E prossegue o penalista:
“A função de polícia judiciária, que compreende toda a investigação e produção extrajudicial de provas, é conduzida por Delegados de Polícia de carreira e não policial militar.”
Afora questionamentos referentes à autoridade policial restrita aos Delegados de Polícia, para fins do art. 4º do Código de Processo Penal, parece-nos esclarecedora a menção a tal expressão no contexto das infrações penais de menor potencial ofensivo.

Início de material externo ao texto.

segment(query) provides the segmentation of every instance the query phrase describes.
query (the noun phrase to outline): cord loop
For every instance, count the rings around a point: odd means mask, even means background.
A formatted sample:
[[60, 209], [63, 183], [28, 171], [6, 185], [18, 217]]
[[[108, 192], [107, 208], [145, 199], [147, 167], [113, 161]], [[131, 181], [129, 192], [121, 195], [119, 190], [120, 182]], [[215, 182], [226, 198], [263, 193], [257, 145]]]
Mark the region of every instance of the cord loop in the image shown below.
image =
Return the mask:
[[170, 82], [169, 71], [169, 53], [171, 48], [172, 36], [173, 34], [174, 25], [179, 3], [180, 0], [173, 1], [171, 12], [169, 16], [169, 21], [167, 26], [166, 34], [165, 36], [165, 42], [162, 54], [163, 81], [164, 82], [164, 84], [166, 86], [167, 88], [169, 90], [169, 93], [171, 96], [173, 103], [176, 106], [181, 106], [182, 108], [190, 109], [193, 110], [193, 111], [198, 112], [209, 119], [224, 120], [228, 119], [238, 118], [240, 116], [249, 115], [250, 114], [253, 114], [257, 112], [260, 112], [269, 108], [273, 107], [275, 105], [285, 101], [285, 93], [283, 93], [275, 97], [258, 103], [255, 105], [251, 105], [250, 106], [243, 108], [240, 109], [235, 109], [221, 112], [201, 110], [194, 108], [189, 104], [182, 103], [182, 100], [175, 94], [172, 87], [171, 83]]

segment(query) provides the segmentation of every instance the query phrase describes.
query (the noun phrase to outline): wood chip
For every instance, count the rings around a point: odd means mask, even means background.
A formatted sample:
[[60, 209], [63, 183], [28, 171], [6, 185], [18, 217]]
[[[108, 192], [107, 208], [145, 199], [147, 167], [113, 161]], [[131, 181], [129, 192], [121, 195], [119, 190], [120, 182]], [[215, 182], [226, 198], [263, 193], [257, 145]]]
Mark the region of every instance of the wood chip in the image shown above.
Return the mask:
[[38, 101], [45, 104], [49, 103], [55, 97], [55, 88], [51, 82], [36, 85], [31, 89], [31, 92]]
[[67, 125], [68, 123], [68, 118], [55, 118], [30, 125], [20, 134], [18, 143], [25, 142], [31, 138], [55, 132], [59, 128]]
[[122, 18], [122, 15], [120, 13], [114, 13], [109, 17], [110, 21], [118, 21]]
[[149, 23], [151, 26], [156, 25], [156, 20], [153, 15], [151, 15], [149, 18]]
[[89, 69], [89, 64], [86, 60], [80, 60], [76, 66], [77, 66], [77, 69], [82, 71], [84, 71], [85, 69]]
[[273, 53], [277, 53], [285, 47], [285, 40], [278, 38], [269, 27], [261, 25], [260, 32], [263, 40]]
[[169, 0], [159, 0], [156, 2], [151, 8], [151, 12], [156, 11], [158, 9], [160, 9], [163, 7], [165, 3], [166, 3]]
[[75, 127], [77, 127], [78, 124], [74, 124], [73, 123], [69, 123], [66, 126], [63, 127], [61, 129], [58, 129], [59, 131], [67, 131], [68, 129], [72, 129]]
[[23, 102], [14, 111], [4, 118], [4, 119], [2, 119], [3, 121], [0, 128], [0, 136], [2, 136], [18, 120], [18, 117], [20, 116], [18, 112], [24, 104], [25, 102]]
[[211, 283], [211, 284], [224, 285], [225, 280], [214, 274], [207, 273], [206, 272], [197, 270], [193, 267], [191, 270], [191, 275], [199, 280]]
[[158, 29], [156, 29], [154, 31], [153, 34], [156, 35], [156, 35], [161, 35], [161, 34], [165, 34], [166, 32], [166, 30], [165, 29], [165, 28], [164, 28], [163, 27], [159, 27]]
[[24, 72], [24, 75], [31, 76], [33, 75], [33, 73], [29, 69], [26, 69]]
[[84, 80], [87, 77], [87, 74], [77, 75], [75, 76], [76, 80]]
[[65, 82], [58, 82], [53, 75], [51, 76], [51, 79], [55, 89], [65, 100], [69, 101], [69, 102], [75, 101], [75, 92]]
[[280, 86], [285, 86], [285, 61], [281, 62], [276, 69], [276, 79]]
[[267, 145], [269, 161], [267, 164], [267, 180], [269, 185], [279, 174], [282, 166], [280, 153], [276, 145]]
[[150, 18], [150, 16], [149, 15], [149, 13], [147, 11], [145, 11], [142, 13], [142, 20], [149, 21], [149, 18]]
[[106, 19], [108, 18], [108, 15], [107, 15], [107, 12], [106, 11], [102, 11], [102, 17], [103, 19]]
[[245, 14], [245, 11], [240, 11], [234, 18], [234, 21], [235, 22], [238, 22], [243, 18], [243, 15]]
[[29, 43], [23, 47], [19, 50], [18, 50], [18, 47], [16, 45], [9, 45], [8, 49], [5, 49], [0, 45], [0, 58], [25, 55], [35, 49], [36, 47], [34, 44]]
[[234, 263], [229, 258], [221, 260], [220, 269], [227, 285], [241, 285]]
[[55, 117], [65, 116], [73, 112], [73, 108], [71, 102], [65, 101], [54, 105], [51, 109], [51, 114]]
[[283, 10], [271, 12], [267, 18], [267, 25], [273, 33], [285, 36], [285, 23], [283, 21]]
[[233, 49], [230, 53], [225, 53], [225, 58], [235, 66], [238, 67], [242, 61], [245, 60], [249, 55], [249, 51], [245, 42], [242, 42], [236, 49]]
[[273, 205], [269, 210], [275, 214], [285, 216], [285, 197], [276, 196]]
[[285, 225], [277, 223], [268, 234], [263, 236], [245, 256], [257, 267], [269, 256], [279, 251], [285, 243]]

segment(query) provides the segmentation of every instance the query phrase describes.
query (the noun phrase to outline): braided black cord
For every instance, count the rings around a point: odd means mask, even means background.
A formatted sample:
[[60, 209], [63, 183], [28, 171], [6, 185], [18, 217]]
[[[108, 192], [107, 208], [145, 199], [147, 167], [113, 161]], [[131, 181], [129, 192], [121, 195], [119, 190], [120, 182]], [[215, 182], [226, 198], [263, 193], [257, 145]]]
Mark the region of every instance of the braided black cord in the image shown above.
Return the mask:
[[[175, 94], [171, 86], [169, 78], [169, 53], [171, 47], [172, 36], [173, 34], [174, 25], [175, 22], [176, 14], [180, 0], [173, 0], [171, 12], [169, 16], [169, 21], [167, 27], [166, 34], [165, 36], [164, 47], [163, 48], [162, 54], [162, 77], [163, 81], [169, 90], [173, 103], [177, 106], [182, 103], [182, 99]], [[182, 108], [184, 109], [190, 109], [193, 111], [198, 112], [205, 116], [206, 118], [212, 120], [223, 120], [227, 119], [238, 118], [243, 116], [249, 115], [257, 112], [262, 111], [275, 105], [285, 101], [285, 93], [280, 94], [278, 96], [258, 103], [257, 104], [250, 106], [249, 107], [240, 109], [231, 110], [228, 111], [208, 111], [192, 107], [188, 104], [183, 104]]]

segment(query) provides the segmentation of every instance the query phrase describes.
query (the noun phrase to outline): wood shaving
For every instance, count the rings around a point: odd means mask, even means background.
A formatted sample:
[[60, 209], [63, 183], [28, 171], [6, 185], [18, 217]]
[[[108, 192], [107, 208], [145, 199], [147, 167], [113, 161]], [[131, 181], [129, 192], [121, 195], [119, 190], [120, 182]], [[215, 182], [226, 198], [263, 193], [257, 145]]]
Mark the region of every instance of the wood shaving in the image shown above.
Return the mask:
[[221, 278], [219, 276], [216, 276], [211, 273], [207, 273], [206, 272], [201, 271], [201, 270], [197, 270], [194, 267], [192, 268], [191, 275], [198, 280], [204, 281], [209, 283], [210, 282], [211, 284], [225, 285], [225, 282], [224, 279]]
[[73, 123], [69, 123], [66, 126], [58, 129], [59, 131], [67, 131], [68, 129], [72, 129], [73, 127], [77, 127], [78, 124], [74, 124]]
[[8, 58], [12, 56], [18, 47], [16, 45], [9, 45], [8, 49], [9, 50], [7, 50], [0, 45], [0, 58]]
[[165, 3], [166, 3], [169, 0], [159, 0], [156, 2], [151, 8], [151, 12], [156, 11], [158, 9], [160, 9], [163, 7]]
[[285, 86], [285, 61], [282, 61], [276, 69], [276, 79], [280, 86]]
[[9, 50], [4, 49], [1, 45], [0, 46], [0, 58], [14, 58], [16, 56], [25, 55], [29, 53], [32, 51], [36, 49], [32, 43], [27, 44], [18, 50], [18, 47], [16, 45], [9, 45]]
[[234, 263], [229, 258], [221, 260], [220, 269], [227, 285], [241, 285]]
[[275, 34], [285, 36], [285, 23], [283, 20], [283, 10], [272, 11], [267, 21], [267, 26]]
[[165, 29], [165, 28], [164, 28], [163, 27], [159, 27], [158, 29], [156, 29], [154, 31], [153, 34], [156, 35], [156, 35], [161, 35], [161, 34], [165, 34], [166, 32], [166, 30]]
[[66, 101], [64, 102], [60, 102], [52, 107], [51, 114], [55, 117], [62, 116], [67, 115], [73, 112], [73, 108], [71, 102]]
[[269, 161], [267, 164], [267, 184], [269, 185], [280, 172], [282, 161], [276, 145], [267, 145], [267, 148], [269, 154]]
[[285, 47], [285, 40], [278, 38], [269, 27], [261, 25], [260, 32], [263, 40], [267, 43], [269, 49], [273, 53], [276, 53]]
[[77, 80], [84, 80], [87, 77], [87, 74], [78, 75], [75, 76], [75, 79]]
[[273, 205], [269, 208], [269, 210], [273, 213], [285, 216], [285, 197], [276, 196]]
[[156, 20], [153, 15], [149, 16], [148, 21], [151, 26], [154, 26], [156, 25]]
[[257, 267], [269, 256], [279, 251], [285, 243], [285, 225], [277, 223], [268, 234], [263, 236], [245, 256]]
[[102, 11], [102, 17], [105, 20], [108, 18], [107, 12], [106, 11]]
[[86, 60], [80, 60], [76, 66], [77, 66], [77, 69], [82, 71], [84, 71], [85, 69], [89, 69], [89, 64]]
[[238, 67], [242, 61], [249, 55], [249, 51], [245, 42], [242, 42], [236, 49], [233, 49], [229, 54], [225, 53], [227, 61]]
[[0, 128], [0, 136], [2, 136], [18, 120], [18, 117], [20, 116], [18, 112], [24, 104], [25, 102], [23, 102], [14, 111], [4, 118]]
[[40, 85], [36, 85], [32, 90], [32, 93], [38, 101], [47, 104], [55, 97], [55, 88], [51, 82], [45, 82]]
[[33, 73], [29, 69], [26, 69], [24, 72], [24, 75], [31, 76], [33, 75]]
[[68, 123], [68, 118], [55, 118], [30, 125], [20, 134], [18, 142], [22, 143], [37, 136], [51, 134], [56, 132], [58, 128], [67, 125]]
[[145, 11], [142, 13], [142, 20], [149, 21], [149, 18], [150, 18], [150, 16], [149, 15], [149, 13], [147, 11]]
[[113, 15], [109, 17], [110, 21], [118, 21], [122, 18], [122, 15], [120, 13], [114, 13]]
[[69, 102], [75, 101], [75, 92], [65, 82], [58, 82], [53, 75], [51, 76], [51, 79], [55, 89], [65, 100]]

A questão motivou a discussão e emissão de pareceres por parte de colegiados nacionais, oriundos, dentre outros, da Comissão Nacional de Interpretação da Lei nº 9.099, Confederação Nacional do Ministério Público e Colégio Permanente de Presidentes dos Tribunais de Justiça do Brasil.A Comissão Nacional de Interpretação da Lei em estudo, sob coordenação da Escola Nacional de Magistratura e presidida pelo Ministro do Superior Tribunal de Justiça, Sálvio de Figueiredo Teixeira, assim dispôs em sua nona conclusão:
“A expressão ‘autoridade policial’ referida no art. 69 compreende quem se encontra investido em função policial...”.[4]
No mesmo sentido estabeleceu a Confederação Nacional do Ministério Público, em sua primeira conclusão:
"A expressão ‘autoridade policial’, prevista no art. 69 da Lei 9.099/95, abrange qualquer autoridade pública que tome conhecimento da infração penal no exercício do poder de polícia.".[5]
No que concerne à conclusão do Colégio Permanente de Presidentes dos Tribunais de Justiça do Brasil, reunido em Vitória, ES, de 19 a 20 de outubro de 1995, observamos o seguinte:
“...pela expressão autoridade policial se entende qualquer agente policial, sem prejuízo da parte ou ofendido levar o fato diretamente a conhecimento do Juízo Especial.”[6]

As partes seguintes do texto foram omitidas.